Many Greeks long associated Islam with the Ottoman Turks, against whom Greece fought a war of independence from 1821 to 1829. Afterward, most of Greece’s Ottoman history was left to languish. Of the few landmark buildings that have survived, the most impressive is in the eastern Macedonian seaport of Kavala. Built in 1817, the Imaret of Mohamed Ali Pasha is a seminary complex that once held madrassas, a mosque, libraries, hammams and administrative offices. By the 1960s, it had fallen into decrepitude. Thirty years later, the Kavala tobacco heiress Anna Missirian financed its restoration and reopened it as a luxury hotel in 2004.

I wanted to spend my last night in northeastern Greece at Imaret. I’d already heard about it from friends in Athens, who raved about its elegance and historical intrigue. Imaret’s stunning grounds have archways capped by more than 100 domes, low-lighted gardens and a reflecting pool. The rooms (some are former dorms of madrassa students) are soothing and intimate. My room had sensual lighting, muslin drapes and a sunken marble bath where I could have happily soaked for the rest of my life. I also indulged in hand-picked first flush Darjeeling and rose pouchong at Imaret’s tea salon as well as truffle risotto at the restaurant overlooking the port.

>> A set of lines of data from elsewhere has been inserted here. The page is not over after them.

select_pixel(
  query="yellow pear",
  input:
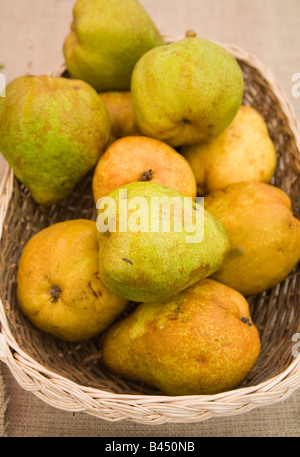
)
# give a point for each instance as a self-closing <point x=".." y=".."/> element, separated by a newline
<point x="202" y="341"/>
<point x="58" y="286"/>
<point x="122" y="119"/>
<point x="263" y="232"/>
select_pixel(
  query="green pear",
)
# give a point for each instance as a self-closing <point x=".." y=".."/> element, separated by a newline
<point x="106" y="40"/>
<point x="186" y="92"/>
<point x="200" y="342"/>
<point x="154" y="242"/>
<point x="52" y="132"/>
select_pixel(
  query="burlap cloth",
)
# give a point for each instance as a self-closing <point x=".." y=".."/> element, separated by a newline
<point x="31" y="36"/>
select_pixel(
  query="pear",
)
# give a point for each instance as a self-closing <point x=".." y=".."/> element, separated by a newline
<point x="154" y="242"/>
<point x="200" y="342"/>
<point x="243" y="152"/>
<point x="58" y="286"/>
<point x="264" y="235"/>
<point x="139" y="158"/>
<point x="186" y="92"/>
<point x="106" y="40"/>
<point x="52" y="132"/>
<point x="121" y="114"/>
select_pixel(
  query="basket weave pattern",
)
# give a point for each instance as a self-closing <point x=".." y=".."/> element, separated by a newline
<point x="70" y="376"/>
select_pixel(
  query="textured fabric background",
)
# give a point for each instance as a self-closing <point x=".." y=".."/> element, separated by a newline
<point x="31" y="37"/>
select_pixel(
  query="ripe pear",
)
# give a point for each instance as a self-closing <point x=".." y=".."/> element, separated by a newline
<point x="139" y="158"/>
<point x="264" y="235"/>
<point x="52" y="132"/>
<point x="243" y="152"/>
<point x="106" y="39"/>
<point x="200" y="342"/>
<point x="154" y="242"/>
<point x="122" y="119"/>
<point x="58" y="286"/>
<point x="186" y="92"/>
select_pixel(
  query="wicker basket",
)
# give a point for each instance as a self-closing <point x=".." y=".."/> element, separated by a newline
<point x="70" y="376"/>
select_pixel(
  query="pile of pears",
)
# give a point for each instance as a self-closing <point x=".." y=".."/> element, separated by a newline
<point x="150" y="120"/>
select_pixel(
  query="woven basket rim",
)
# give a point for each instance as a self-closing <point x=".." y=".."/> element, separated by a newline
<point x="25" y="369"/>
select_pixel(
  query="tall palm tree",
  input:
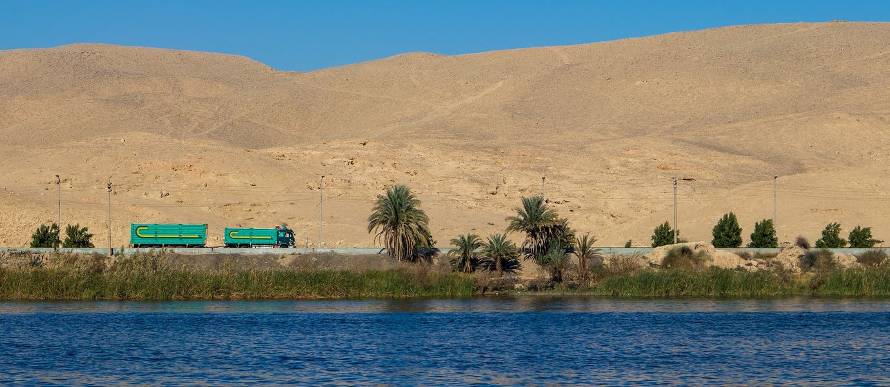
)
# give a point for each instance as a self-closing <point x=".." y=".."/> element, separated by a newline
<point x="400" y="224"/>
<point x="464" y="257"/>
<point x="501" y="253"/>
<point x="585" y="252"/>
<point x="542" y="227"/>
<point x="536" y="220"/>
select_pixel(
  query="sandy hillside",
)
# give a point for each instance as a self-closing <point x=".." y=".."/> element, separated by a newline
<point x="224" y="140"/>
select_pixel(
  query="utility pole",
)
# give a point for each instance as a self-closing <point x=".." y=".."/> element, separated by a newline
<point x="321" y="213"/>
<point x="675" y="211"/>
<point x="110" y="248"/>
<point x="775" y="200"/>
<point x="59" y="187"/>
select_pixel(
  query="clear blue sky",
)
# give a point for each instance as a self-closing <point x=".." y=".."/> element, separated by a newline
<point x="293" y="35"/>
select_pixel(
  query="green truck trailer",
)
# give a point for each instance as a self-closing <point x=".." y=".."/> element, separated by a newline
<point x="168" y="235"/>
<point x="280" y="236"/>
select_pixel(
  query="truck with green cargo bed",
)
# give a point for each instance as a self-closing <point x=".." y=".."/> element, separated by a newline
<point x="280" y="236"/>
<point x="168" y="235"/>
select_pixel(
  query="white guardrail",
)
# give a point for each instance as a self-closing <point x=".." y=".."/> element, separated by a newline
<point x="356" y="250"/>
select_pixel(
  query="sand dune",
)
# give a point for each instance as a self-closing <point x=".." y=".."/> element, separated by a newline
<point x="221" y="139"/>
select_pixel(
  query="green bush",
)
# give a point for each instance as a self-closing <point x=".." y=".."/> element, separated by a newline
<point x="727" y="232"/>
<point x="802" y="242"/>
<point x="831" y="237"/>
<point x="663" y="235"/>
<point x="685" y="258"/>
<point x="77" y="237"/>
<point x="764" y="235"/>
<point x="819" y="261"/>
<point x="46" y="236"/>
<point x="860" y="237"/>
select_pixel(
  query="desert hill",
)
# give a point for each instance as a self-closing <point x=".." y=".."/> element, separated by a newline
<point x="201" y="137"/>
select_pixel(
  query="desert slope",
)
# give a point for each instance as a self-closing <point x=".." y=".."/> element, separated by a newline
<point x="221" y="139"/>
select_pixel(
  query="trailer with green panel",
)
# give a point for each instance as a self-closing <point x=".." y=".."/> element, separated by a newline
<point x="280" y="236"/>
<point x="168" y="235"/>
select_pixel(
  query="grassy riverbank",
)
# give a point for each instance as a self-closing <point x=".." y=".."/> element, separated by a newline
<point x="56" y="284"/>
<point x="165" y="278"/>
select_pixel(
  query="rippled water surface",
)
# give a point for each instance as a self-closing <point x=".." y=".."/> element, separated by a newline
<point x="535" y="340"/>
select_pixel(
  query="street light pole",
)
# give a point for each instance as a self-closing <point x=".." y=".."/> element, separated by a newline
<point x="321" y="213"/>
<point x="110" y="248"/>
<point x="775" y="202"/>
<point x="59" y="188"/>
<point x="675" y="211"/>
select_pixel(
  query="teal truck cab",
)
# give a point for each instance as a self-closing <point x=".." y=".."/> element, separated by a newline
<point x="280" y="236"/>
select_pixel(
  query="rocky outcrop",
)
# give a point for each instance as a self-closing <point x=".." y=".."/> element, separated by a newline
<point x="789" y="258"/>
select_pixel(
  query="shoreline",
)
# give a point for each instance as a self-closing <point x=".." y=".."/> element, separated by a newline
<point x="60" y="277"/>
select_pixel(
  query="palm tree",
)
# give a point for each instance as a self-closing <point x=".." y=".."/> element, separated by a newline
<point x="501" y="253"/>
<point x="400" y="224"/>
<point x="463" y="257"/>
<point x="76" y="236"/>
<point x="534" y="219"/>
<point x="542" y="227"/>
<point x="584" y="251"/>
<point x="46" y="236"/>
<point x="555" y="260"/>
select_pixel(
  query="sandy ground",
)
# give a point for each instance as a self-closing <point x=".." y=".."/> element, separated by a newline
<point x="224" y="140"/>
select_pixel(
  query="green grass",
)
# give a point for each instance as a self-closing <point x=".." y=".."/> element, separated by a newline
<point x="685" y="283"/>
<point x="865" y="282"/>
<point x="60" y="284"/>
<point x="159" y="278"/>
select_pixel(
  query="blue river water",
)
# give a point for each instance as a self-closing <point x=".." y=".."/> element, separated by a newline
<point x="523" y="340"/>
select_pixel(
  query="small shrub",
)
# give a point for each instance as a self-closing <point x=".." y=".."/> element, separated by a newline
<point x="831" y="237"/>
<point x="872" y="258"/>
<point x="764" y="235"/>
<point x="727" y="232"/>
<point x="46" y="236"/>
<point x="683" y="257"/>
<point x="860" y="237"/>
<point x="663" y="235"/>
<point x="819" y="261"/>
<point x="77" y="237"/>
<point x="802" y="242"/>
<point x="621" y="264"/>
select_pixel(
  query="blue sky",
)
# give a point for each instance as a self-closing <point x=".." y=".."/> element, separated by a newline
<point x="293" y="35"/>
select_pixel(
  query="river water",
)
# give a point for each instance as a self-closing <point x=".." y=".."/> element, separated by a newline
<point x="524" y="340"/>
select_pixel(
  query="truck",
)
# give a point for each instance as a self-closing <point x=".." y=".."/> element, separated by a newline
<point x="168" y="235"/>
<point x="280" y="236"/>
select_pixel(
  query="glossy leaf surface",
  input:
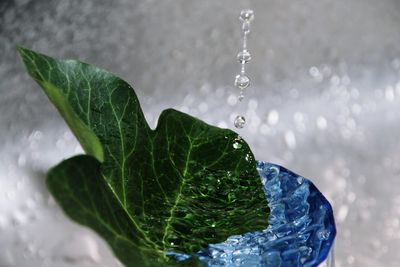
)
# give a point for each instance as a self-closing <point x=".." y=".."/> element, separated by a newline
<point x="178" y="188"/>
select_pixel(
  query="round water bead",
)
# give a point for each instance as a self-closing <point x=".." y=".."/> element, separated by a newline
<point x="240" y="121"/>
<point x="246" y="15"/>
<point x="244" y="56"/>
<point x="242" y="81"/>
<point x="241" y="96"/>
<point x="246" y="27"/>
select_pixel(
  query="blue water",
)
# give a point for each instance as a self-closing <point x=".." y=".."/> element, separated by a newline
<point x="301" y="230"/>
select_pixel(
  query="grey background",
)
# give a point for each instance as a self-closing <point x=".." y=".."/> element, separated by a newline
<point x="324" y="102"/>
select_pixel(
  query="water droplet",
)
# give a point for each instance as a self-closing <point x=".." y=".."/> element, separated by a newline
<point x="237" y="145"/>
<point x="240" y="121"/>
<point x="323" y="234"/>
<point x="247" y="15"/>
<point x="246" y="27"/>
<point x="242" y="81"/>
<point x="241" y="96"/>
<point x="244" y="56"/>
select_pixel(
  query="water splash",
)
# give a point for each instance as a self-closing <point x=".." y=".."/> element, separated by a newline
<point x="242" y="81"/>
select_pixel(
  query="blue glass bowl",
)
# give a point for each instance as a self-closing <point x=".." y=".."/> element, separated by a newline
<point x="301" y="227"/>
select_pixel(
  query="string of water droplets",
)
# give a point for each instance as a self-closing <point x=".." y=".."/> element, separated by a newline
<point x="242" y="81"/>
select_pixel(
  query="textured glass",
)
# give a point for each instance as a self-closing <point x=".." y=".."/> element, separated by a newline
<point x="301" y="230"/>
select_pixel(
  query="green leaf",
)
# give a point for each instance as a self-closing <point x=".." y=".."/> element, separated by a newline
<point x="176" y="188"/>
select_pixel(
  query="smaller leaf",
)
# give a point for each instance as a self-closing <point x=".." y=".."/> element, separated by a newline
<point x="176" y="188"/>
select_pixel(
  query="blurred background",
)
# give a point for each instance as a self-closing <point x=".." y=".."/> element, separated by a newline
<point x="324" y="102"/>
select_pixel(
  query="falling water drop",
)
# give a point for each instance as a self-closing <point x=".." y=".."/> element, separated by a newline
<point x="243" y="56"/>
<point x="241" y="96"/>
<point x="240" y="121"/>
<point x="242" y="81"/>
<point x="247" y="15"/>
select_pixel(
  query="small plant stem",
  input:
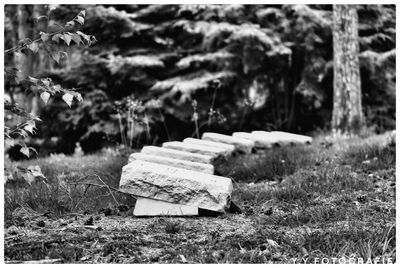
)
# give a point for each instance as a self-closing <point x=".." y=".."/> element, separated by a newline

After I checked out, I took a sunset walk along Kavala’s seaside promenade. I stopped near some fishermen who were darning their nets to photograph a panorama of Imaret, its domes tucked into the old city. One of the men stopped working and stood up to take in the view, too. Although he was Egyptian, his boat had been docking in Kavala for years. Yet he said he had never paid attention to that bit of history etched in its skyline. He was still gazing at the dusky tableau when I walked away, his hands clasped behind his back, the Arabic song on his cassette player melting into the husky Greek voices of the crowd.